| Auteur | Maurice Bandaman |
| Editeur | Présence Africaine |
| Date | 2025 |
| Pages | 385 |
| Sujets | Roman XXIe siècle |
| Cote | 70.398 |
A priori, le titre de cet ouvrage centre la pensée sur l’esclavage, ce qui est bien le sujet, la scène principale, l’abus dénoncé. Mais il y a les coulisses, la vérité en relief, le contexte qui fait connaître l’Afrique et les routes qui ont porté cet esclavage. Or, le titre porte aussi une dualité avec les sœurs, et cette dualité s’inscrit dès le début : deux personnages Jordan et Jacinthia, puis Ndamlan et Ndahou, les blancs et les noirs, les bourreaux et les victimes, le présent et le passé, celui des ancêtres, et aussi les nombreux dialogues, comme pour atteindre une maïeutique nécessaire aux yeux de Maurice Bandaman, enseignant et diplomate.
On est donc confronté aux traumatismes vécus par une société dépendante de diverses servitudes : esclavage, scarification et autres mutilations, tabous, violences au sein du village et au-delà. Le livre a donc fonction de libération et doit exposer les chemins qui y mènent ; car il existe une capacité d’amour qui va être confrontée au silence, et subséquemment à la découverte de liens insoupçonnés. La sagesse, celle que transmet le patriarche ou l’Histoire, devrait s’imposer, mais au terme de combien de vicissitudes et de gestes mémorables ? Tel est le défi lancé au monde et à la mémoire par ce roman.
C’est donc bien plus qu’un simple plaidoyer contre l’esclavage ou le racisme, avec un style éprouvé. C’est un bel exposé rendant compte de l’Afrique, de ses traditions, de ses légendes, le tout raconté par un griot de talent.
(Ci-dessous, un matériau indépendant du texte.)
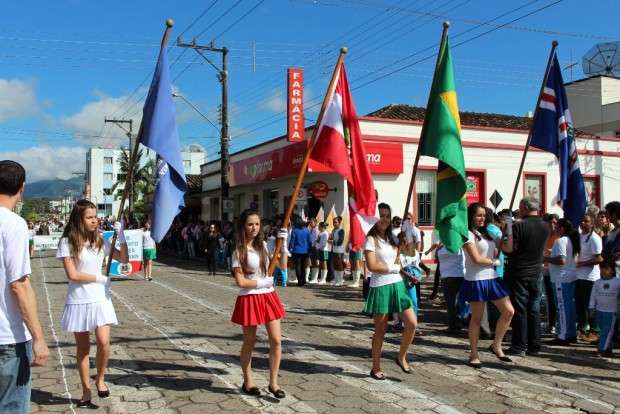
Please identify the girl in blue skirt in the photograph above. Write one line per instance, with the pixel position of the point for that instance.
(387, 292)
(481, 284)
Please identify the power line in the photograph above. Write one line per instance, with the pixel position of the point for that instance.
(239, 19)
(422, 59)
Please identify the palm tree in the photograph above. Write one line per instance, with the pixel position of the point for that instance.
(143, 177)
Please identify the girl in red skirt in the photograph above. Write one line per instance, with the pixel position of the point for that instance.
(257, 303)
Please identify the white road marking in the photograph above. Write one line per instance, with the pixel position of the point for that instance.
(55, 336)
(404, 391)
(224, 362)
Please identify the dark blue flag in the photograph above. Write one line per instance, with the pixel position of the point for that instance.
(159, 132)
(554, 132)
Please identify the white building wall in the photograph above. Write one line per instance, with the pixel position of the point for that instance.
(97, 170)
(495, 152)
(595, 105)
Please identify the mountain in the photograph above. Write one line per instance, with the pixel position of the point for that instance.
(55, 188)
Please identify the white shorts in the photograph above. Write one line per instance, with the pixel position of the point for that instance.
(88, 316)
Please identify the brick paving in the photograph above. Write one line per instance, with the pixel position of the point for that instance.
(175, 351)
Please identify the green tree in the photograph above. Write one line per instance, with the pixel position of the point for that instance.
(143, 178)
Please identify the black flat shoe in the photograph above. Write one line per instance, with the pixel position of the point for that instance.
(502, 358)
(87, 404)
(251, 391)
(379, 376)
(407, 370)
(279, 393)
(103, 393)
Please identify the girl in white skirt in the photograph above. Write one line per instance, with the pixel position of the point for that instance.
(88, 306)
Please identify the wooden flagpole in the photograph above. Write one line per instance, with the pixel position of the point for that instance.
(132, 159)
(554, 46)
(442, 45)
(304, 165)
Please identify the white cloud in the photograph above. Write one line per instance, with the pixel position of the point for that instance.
(46, 162)
(19, 99)
(276, 102)
(88, 124)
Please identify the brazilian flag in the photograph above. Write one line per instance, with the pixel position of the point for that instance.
(441, 139)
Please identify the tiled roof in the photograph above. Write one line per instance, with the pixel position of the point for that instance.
(474, 119)
(194, 182)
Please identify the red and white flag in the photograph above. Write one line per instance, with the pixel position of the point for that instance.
(339, 146)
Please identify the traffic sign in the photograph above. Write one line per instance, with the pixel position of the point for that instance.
(302, 195)
(228, 204)
(495, 199)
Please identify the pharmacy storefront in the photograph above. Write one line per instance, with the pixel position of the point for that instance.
(263, 177)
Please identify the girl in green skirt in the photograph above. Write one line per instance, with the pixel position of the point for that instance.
(387, 293)
(149, 251)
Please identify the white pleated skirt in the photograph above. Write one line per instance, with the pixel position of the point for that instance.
(87, 317)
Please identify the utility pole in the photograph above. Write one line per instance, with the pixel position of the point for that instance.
(120, 123)
(225, 138)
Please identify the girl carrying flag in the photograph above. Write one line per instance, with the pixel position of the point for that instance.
(257, 303)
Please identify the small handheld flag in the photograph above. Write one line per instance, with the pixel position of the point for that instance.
(553, 131)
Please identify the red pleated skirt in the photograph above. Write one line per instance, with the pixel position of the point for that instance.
(252, 310)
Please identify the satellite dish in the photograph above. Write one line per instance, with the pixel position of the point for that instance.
(602, 59)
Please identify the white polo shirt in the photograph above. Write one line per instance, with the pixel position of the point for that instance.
(14, 265)
(591, 245)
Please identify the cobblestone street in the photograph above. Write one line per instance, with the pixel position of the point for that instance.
(175, 351)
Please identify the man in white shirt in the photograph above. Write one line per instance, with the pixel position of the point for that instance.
(588, 272)
(20, 330)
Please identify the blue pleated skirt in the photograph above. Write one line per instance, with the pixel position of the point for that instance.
(483, 290)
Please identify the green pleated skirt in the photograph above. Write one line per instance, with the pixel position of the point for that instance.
(387, 299)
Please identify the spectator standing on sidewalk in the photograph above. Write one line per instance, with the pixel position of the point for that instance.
(551, 302)
(299, 245)
(149, 250)
(588, 272)
(611, 246)
(564, 277)
(211, 247)
(20, 330)
(522, 275)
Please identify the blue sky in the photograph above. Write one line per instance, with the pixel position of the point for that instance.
(65, 65)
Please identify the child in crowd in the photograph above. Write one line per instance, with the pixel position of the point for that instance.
(31, 234)
(322, 249)
(605, 300)
(410, 262)
(338, 246)
(149, 251)
(281, 272)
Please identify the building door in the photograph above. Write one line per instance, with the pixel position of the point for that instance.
(214, 208)
(475, 188)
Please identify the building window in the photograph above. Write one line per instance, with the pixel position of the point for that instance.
(592, 185)
(425, 186)
(534, 185)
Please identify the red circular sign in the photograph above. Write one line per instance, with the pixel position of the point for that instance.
(319, 189)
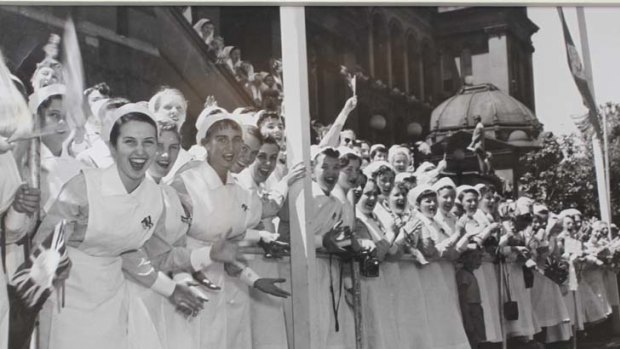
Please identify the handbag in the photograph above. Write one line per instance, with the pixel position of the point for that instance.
(22, 319)
(528, 277)
(511, 308)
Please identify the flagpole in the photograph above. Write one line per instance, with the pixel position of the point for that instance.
(599, 164)
(601, 154)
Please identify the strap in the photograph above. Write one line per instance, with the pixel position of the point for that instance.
(505, 279)
(335, 305)
(3, 248)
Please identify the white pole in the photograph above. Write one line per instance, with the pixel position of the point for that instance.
(296, 103)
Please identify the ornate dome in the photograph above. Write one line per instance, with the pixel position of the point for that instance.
(501, 114)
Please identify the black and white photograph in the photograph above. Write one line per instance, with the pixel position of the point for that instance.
(309, 176)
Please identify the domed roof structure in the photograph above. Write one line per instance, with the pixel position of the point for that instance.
(501, 114)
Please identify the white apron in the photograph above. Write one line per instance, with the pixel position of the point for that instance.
(170, 325)
(55, 172)
(220, 211)
(95, 315)
(9, 182)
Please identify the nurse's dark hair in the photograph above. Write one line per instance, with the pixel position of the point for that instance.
(347, 158)
(219, 126)
(168, 127)
(473, 191)
(425, 194)
(487, 189)
(115, 132)
(383, 170)
(266, 117)
(44, 105)
(377, 150)
(270, 140)
(401, 187)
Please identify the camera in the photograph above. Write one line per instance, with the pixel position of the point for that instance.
(369, 265)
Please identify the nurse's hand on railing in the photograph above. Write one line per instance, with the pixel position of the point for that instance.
(267, 285)
(27, 199)
(186, 301)
(297, 172)
(224, 251)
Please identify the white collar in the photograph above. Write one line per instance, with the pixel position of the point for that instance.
(211, 178)
(111, 183)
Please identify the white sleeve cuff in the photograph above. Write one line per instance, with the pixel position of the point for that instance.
(248, 276)
(163, 285)
(200, 258)
(16, 224)
(281, 189)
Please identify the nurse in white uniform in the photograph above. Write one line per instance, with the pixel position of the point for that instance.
(169, 106)
(221, 212)
(58, 163)
(444, 321)
(110, 213)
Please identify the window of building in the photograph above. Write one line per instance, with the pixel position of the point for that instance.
(413, 63)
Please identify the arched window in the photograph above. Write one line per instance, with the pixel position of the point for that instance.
(379, 41)
(398, 56)
(413, 63)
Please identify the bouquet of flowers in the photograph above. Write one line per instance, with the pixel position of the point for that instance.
(556, 269)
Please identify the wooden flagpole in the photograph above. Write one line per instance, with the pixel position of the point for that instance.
(601, 155)
(296, 104)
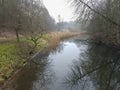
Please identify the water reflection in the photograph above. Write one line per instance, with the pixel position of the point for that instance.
(97, 69)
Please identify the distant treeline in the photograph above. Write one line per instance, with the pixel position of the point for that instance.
(24, 16)
(102, 17)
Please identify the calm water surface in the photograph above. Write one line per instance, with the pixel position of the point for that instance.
(76, 64)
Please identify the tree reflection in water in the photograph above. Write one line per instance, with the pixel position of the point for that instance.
(97, 69)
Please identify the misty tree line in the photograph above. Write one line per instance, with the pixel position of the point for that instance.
(102, 17)
(24, 17)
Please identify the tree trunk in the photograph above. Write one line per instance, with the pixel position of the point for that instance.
(17, 35)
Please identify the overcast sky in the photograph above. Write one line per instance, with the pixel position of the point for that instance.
(59, 7)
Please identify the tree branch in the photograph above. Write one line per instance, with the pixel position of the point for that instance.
(103, 16)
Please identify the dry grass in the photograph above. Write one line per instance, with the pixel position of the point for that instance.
(56, 37)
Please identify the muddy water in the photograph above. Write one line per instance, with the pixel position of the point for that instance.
(76, 64)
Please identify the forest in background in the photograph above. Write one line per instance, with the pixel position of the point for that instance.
(102, 18)
(24, 17)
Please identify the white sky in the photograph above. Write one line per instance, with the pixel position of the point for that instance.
(59, 7)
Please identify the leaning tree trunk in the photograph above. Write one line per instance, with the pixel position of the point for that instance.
(17, 35)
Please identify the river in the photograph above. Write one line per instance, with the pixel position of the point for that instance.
(76, 64)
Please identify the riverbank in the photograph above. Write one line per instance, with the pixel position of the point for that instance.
(14, 56)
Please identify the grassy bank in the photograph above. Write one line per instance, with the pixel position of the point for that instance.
(13, 56)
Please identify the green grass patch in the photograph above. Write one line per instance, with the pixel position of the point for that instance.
(9, 60)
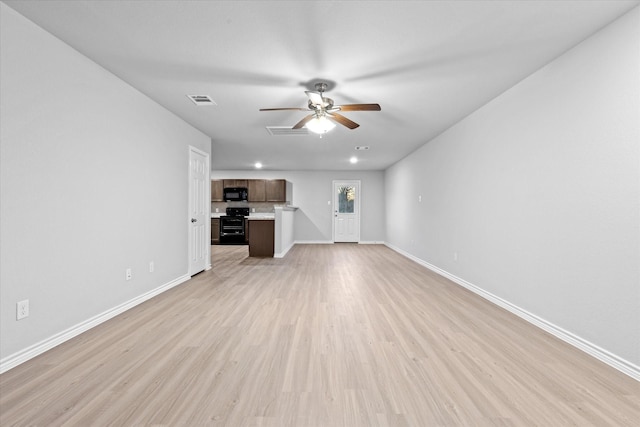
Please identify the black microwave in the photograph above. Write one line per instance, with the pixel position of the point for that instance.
(235, 194)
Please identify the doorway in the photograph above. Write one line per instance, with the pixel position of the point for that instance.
(199, 207)
(346, 215)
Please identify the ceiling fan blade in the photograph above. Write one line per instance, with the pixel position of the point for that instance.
(338, 118)
(314, 97)
(359, 107)
(283, 109)
(303, 122)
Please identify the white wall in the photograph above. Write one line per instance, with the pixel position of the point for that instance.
(94, 180)
(311, 192)
(538, 194)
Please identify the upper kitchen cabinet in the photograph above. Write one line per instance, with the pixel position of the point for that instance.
(276, 190)
(216, 190)
(236, 183)
(257, 190)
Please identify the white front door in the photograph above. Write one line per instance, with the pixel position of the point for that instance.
(346, 215)
(199, 207)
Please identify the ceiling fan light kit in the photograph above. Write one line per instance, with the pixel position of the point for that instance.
(320, 125)
(324, 113)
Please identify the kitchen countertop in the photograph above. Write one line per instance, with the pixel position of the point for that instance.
(253, 215)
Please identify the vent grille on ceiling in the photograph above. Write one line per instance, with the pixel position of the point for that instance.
(286, 130)
(202, 99)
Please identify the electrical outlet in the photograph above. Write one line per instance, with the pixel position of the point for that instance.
(22, 309)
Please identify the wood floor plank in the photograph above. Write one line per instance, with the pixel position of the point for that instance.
(330, 335)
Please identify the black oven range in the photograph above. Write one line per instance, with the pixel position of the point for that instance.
(232, 230)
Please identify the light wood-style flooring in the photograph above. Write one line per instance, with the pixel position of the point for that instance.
(330, 335)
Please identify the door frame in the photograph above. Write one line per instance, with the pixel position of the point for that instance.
(334, 206)
(206, 190)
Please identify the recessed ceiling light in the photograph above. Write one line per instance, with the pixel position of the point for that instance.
(201, 100)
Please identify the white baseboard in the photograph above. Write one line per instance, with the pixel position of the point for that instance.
(599, 353)
(28, 353)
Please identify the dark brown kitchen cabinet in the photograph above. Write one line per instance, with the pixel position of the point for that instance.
(276, 190)
(257, 190)
(215, 231)
(261, 242)
(235, 183)
(216, 190)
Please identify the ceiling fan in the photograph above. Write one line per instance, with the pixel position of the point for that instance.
(324, 112)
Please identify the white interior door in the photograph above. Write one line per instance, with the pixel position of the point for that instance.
(199, 207)
(346, 215)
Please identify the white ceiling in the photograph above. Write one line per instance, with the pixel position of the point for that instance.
(427, 63)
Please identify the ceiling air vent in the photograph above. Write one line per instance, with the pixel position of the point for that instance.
(202, 99)
(286, 130)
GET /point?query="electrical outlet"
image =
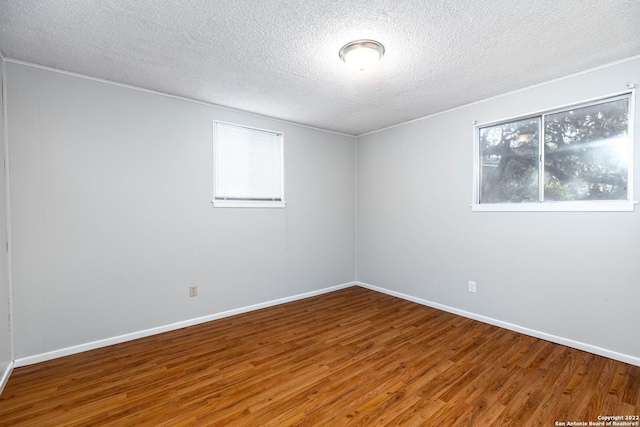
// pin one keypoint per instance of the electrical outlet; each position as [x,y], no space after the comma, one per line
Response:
[472,286]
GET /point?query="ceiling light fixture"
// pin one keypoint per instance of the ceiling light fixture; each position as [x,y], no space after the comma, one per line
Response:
[362,55]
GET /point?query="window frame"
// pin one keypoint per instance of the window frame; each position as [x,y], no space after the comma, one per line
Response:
[246,203]
[557,206]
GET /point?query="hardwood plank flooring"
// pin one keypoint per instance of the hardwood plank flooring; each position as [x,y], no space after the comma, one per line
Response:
[350,357]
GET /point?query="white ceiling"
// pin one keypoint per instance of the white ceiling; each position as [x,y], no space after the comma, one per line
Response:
[280,58]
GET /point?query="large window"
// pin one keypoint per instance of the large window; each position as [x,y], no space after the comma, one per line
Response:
[575,158]
[248,167]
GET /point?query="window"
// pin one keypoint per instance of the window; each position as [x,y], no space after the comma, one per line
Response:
[575,158]
[248,167]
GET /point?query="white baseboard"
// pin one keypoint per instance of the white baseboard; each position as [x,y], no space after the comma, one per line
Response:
[5,376]
[517,328]
[173,326]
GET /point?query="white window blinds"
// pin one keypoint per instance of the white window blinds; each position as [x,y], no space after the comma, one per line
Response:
[248,166]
On retient ici quelques passages représentatifs : une Genèse renouvelée pour le Dieu Offo, les mouches révélatrices d’une présence de poison, de merveilleuses descriptions de paysages (haciendas, quilombos, plantations, villages africains), personnages, pérégrinations ou traversées tragiques ou encore accès à un autre monde, au-delà des surprises, du Brésil à Dieu.
Et le style varie. Du narratif renvoyant à l’art du conteur, au dialogue et surtout aux passages psalmodiés, lesquels respirent et soufflent des mots empruntés au langage local mais aussi au français : « Ndahou yaki hooo ! / Mi anianam yaki hooo ! / Pardon chère sœur ! » Un texte cérémonial ou solennel pour hausser le ton, avec quelques formules, bons proverbes africains comme celui qui ouvre et clôt la quatrième partie : « Le sang retourne toujours à sa source », suivi d’un lieu et d’une date, symboles d’une liberté gagnée : « Paris, ce dimanche 14 juillet 2024 à 03 H 30. »
Nul doute, ce livre montre que la littérature, comme la diplomatie, n’a pas d’heure, ni pour être écrite, ni pour être lue, surtout quand elle chante un peuple, son Histoire, ses tragédies et sa vérité.